ArchiveTeam / grab-site

The archivist's web crawler: WARC output, dashboard for all crawls, dynamic ignore patterns
Other
1.31k stars 129 forks source link

Cookies not staying #187

Open TheTechRobo opened 3 years ago

TheTechRobo commented 3 years ago

I'm trying to archive infos-ados.com and after I get the cookies (to stay signed in), and pass them through to grab-site, the WARCS aren't signed in, and my session in the browser expires. How do I fix this?

TheTechRobo commented 3 years ago

Update: Actually no, maybe my session doesn't expire??

In any case, I still can't stay signed in by adding the cookies. Even after adding my user-agent.

systwi-again commented 2 years ago

thuban and I on #archiveteam-bs were troubleshooting this very issue a while ago. It seems to be an issue with wpull, where it does not import the cookies.txt file as instructed.

There is a workaround for the time being, however (steps written assuming you're using Firefox):

  1. Launch a web browser that supports copying the cURL request of a loaded resource (e.g. Firefox)
  2. Press F12 (or fn+F12 on some keyboards), or click on Tools > Web Developer > Toggle Tools to show the web developer toolbox
  3. In the web developer toolbox, click the "Network" tab
  4. Enter and load the website/webpage you wish to crawl in that browser tab/window (you need to be logged in, of course)
  5. In the filter text box, paste in the same URL and click the "All" type filter button (or "HTML") 5.5. If nothing comes up, truncate the end of the URL slowly until you see something appear in the list
  6. Right click (or Control-click on macOS) on the entry and click Copy > Copy as cURL
  7. Paste the clipboard data into a new text document and look for -H 'Cookie: ....... If you don't see this, try choosing a different entry in the list
  8. Remove everything else from that curl query, keeping only the entire cookie entry (Cookie: ......)
  9. Craft your grab-site query in the text file like the example below:
    
    #!/bin/bash
    ~/gs-venv/bin/grab-site --1 --wpull-args='--header '"'"'Cookie: SESSIONID=848a0415-98c0-45fc-b281-b805e470b714; EXPIRE=1652325000'"'"' --keep-session-cookies' 'https://auth.example.com/home.html'

10. Save the text file, `chmod +x` it and run it. The page should then be saved using the provided cookies.
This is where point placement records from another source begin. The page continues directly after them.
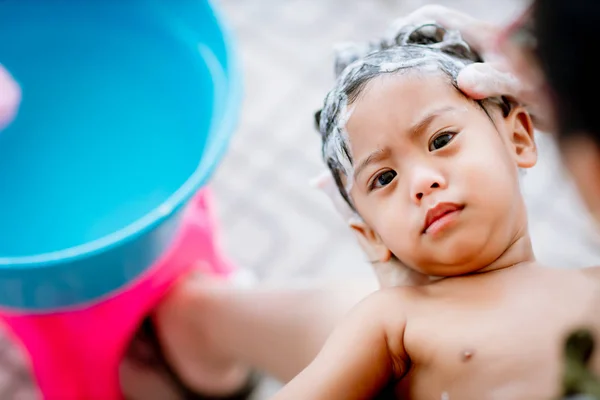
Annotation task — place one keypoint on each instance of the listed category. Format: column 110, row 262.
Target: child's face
column 420, row 150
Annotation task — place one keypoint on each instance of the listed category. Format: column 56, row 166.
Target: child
column 434, row 177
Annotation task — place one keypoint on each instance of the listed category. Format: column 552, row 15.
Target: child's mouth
column 440, row 217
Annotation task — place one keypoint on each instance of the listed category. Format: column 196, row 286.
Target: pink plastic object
column 75, row 355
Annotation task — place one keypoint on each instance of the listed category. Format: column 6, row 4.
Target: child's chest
column 497, row 344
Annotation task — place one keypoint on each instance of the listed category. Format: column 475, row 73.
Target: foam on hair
column 427, row 48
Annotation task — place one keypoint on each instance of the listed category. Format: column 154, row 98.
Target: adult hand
column 10, row 96
column 508, row 68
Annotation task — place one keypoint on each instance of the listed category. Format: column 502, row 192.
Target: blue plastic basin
column 127, row 108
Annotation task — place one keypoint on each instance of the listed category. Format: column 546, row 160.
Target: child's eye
column 383, row 179
column 441, row 140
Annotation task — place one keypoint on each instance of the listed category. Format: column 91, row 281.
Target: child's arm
column 361, row 356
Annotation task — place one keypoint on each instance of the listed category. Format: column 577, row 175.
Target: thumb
column 482, row 80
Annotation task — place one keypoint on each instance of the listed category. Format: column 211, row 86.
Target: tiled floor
column 274, row 222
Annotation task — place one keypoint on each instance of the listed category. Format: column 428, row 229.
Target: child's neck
column 519, row 252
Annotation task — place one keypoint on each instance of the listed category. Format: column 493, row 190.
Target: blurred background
column 273, row 222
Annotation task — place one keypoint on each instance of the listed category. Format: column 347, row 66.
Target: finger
column 482, row 80
column 10, row 96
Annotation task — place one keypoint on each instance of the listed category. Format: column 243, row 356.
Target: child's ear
column 370, row 242
column 521, row 137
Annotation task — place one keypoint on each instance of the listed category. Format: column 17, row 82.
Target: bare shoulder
column 387, row 303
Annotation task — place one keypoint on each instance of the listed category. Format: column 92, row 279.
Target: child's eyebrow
column 424, row 123
column 413, row 131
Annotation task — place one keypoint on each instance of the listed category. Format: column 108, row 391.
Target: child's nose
column 425, row 181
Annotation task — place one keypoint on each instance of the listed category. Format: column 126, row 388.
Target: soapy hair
column 425, row 47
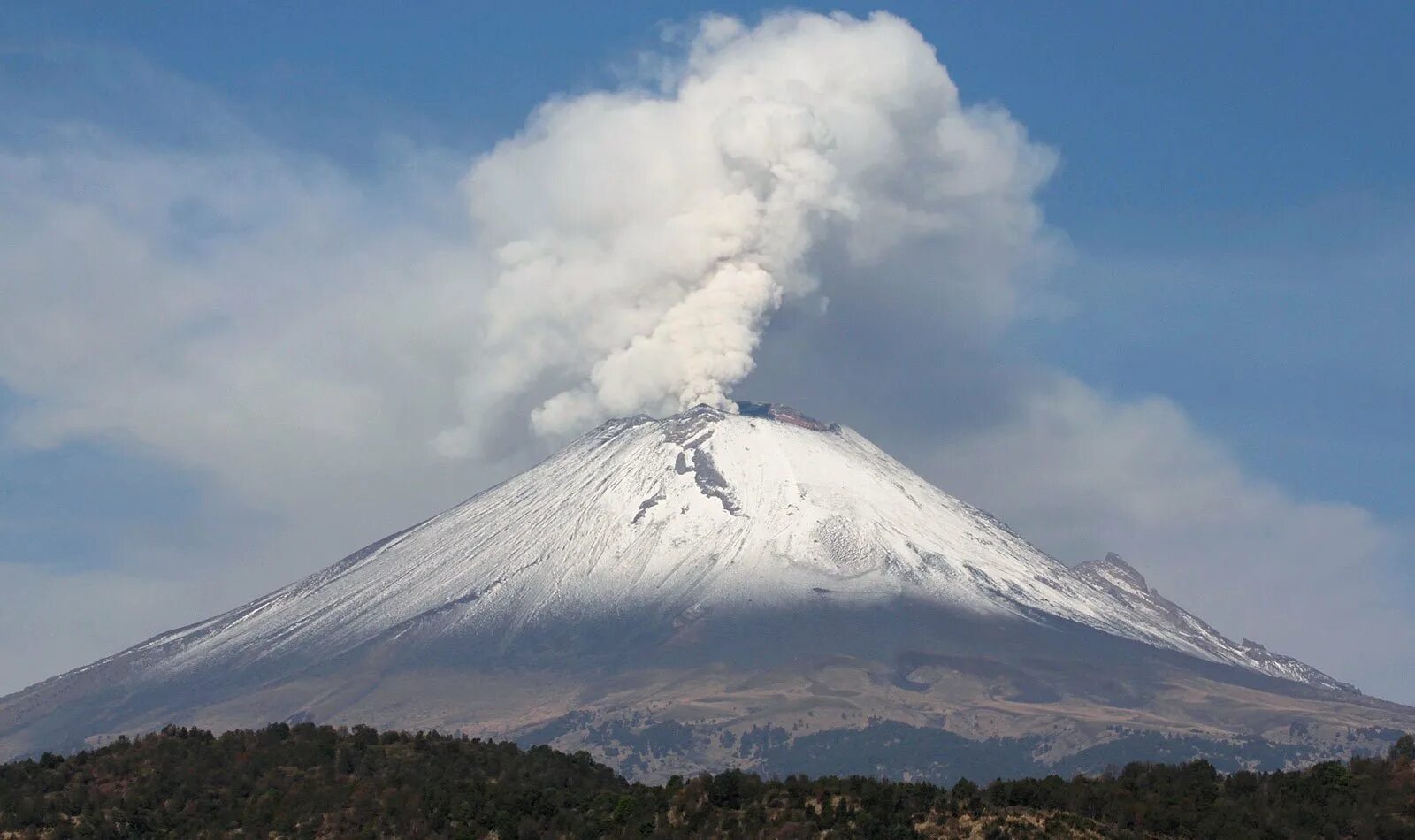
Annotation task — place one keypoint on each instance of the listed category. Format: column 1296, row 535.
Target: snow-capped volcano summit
column 756, row 543
column 702, row 511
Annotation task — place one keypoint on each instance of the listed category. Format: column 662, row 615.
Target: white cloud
column 317, row 344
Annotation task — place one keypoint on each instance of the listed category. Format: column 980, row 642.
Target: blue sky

It's also worth noting that some cookies, primarily (or solely?) ones that begin with `#`, are newer (by Mozilla) and out of the Netscape spec, and thus are not supported by `grab-site`, `wpull` or even `wget` at the time of writing (1652325299). If your website happens to require such cookies, your crawl may not work at all. As an extra archival measure, I also export a cookies.txt using [this Firefox extension](https://addons.mozilla.org/en-US/firefox/addon/cookies-txt/) and move it to the `grab-site` output directory when the crawl is complete. It's better than nothing, I suppose.
TheTechRobo commented 2 years ago

Cookies work for me most of the time. I've recently crawled Planet French which requires login. Infos-Ados didn't work, and I don't have the cookies anymore to check if there are #HttpOnly.

Yeah, the #HttpOnly ones gave me headaches in my DeviantArt scraper.

TomLucidor commented 8 months ago

@TheTechRobo wait DeviantArt? Isn't that the job of Gallery-DL or are you trying to get other things from them?

TheTechRobo commented 8 months ago

@TomLucidor I wasn't aware of DeviantArt back then.